本能寺の変は世界支配志向勢力の皇室利用のはじまりか

 本日も、古代・中世史研究家の倉西裕子が、記事を書かせていただきます。昨日は、本能寺の変がこれまでの通説とは異なり、信長による朝廷制圧であった可能性を提起いたしました。その後の経過を見てましても、12月13日付本ブログにて挙げた以下の5つの世界支配のための基本戦略に沿った流れを見出すことができます。再掲しますと、6つの戦略とは、凡そ以下の通りです(昨日までのブログでは、5つと表記しましたが、本日、1)を二つに分けて4)を加え、6つに修正しました)。
 
1)王室を断絶させるか、偽者にすり替え、操り人形、傀儡の人物に権力を集中させる(独裁化)。
2)王族の中で最も御し易い人物を選定して教育を施し、宮廷クーデタを起こさせて王位に就かせる。
3)現地国民の中から自らの手先となる人物を一人、または、数人を選定し、有力者に育てた上で王朝交代、あるいは、新政権を樹立させる(特に社会に恨みを抱く下層、異民族や移民、あるいは、不満層等から選ぶ)。
4)王室や政府に外国人を送り込み、支配者にする。
5)宗教等を利用して、現地国民の中の特に最下層民や不満層を組織し、国家破壊活動に従事させ、内乱、あるいは、革命を起こさせる(武装に際しては、武器を提供)。
6)既存の民族国家には別の民族を送り込み、権力を与えて新たな支配階層とし、間接支配する。
 
秀吉に対する評価をめぐりましては、草履取から身を興し、太閤ま上り詰めたことから、出世物語として憧れる人と眉をひそめる人とがあり、その人物評価は分かれますが、基本的には、世界支配の5つの基本戦略に沿った人生を歩んだように見えます。特に、イエズス会は、国民の中でも特に下層出身者を支配者に選ぶ傾向にありますので、この点も、秀吉の異例の出世と符合します。秀吉政権の下で、太閤検地や刀狩など、権力の集権化は進みましたので、仮に、イエズス会が、秀吉を巧みに操って日本国の間接支配を計画していたと想定いたしますと、日本国民の前には、重税(太閤検地)や抵抗権の喪失(刀狩)等による抑圧の苦しみが迫っていたとも言えます。
 
しかしながら、秀吉による「耶蘇禁止令」からも推測されるように、イエズス会の目論みの通りに進まなかったようです。
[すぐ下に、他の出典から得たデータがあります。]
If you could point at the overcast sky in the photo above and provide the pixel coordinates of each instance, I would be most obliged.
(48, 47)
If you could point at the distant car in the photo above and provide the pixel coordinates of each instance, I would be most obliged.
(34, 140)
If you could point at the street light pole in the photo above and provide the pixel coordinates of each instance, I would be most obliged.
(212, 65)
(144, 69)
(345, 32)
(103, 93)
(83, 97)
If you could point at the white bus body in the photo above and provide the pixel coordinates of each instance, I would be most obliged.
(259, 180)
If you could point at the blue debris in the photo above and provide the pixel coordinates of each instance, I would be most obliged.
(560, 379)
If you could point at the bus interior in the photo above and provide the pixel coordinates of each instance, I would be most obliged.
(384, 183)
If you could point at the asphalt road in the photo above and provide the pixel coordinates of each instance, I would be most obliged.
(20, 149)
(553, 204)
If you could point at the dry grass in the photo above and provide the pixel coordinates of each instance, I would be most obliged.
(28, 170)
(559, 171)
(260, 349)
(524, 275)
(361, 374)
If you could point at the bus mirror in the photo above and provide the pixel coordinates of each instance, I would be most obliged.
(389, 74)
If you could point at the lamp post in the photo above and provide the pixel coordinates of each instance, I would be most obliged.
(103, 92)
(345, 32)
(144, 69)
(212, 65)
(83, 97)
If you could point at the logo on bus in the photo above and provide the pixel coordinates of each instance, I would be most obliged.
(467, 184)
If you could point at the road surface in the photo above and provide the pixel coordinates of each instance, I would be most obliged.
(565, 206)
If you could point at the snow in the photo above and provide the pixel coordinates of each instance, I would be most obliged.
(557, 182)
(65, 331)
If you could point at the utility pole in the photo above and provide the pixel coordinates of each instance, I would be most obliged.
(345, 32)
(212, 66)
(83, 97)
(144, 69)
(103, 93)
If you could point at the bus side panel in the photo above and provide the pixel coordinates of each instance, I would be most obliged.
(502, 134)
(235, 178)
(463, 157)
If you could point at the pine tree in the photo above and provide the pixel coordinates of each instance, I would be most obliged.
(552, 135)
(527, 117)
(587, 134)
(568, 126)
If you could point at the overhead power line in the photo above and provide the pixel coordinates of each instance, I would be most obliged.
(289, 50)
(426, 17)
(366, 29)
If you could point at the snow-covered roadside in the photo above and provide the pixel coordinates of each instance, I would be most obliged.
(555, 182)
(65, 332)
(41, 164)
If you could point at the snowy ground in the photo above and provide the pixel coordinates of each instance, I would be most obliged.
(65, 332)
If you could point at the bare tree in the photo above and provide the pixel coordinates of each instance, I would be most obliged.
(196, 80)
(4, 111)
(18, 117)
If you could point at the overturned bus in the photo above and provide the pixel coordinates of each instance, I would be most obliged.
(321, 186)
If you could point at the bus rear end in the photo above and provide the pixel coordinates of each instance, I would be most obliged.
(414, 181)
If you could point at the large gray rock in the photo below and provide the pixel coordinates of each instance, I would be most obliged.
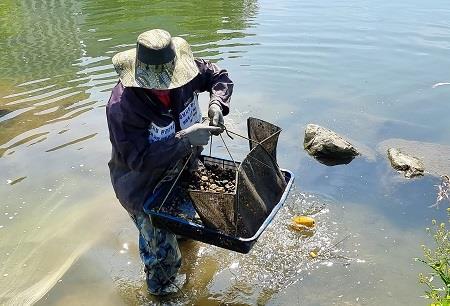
(412, 166)
(327, 146)
(434, 156)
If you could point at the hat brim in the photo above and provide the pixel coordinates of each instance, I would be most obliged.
(180, 71)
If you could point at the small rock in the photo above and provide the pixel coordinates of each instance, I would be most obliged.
(327, 146)
(412, 166)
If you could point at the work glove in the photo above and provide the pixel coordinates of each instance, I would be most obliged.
(215, 116)
(198, 134)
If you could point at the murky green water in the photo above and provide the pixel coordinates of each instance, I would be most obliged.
(363, 68)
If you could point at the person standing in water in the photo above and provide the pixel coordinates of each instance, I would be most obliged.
(154, 123)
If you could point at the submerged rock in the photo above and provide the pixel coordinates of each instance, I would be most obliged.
(434, 156)
(327, 146)
(412, 166)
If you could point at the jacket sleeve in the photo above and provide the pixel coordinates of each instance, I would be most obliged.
(217, 82)
(130, 138)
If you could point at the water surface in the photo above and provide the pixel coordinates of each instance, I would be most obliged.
(363, 68)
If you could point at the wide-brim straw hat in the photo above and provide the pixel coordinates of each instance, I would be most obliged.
(158, 62)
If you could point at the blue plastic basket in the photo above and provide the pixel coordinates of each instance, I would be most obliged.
(186, 228)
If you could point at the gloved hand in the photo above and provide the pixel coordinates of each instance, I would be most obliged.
(198, 134)
(215, 116)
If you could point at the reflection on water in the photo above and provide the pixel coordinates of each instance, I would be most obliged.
(363, 69)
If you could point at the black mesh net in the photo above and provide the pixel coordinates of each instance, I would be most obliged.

その理由は、海のかなたで時代を画する重大なヘゲモニーの転換が生じていたからです。この頃、新教国の英蘭が躍進しており、イエズス会の背後にあったスペインが、ついに1588年のアルマダの海戦で英国に敗れ、アジア地域にありましてもカトリック勢力が影響力を落としてきていたのです。こうした事情を背景に、機を見るに鋭敏な秀吉は、イエズス会との距離を持とうとしたのかもしれません。一方、徳川家康も、オランダ人のヤン・ヨーステンや英国人のウイリアム・アダムスを重用したように、新教勢力の取り込みとも見られる行動を見せるのです。
 
このように、世界史の流れと密接に繋がっていたがゆえに、紆余曲折した戦国時代末期であったのですが、巨視的に見ますと、本能寺の変は、イエズス会などの特定の世界支配志向勢力が、自らの支配確立のために、皇室に対して手を伸ばした最初の事例であったかもしれないのです。江戸時代に朝廷が冷遇されたのは、あるいは、朝廷内に残されていたイエズス会の影響力を幕府が警戒したためであったとも推測されます。
 
このことは、‘真実の本能寺の変’が、その発生当時から、秀吉政権、徳川幕府をはじめとした権力側によって隠匿された理由ともなります。イエズス会に限らず、仮に、世界支配志向勢力が日本国の国家権力を掌握しようと計画したといたしますと、群雄割拠以前の古代からあり、日本国民の崇敬の対象であった朝廷ほど、好都合の組織はありません。朝廷を掌握して傀儡とすれば、日本国を支配することができる可能性があるのです。
 
そして、その世界支配志向勢力による”支配の駒”としての‘皇室’の位置づけは、幕末の問題と繋がり、さらには、4百年以上の月日を経た今日におきましても、‘皇室’の問題と繋がっていると推測されるのです。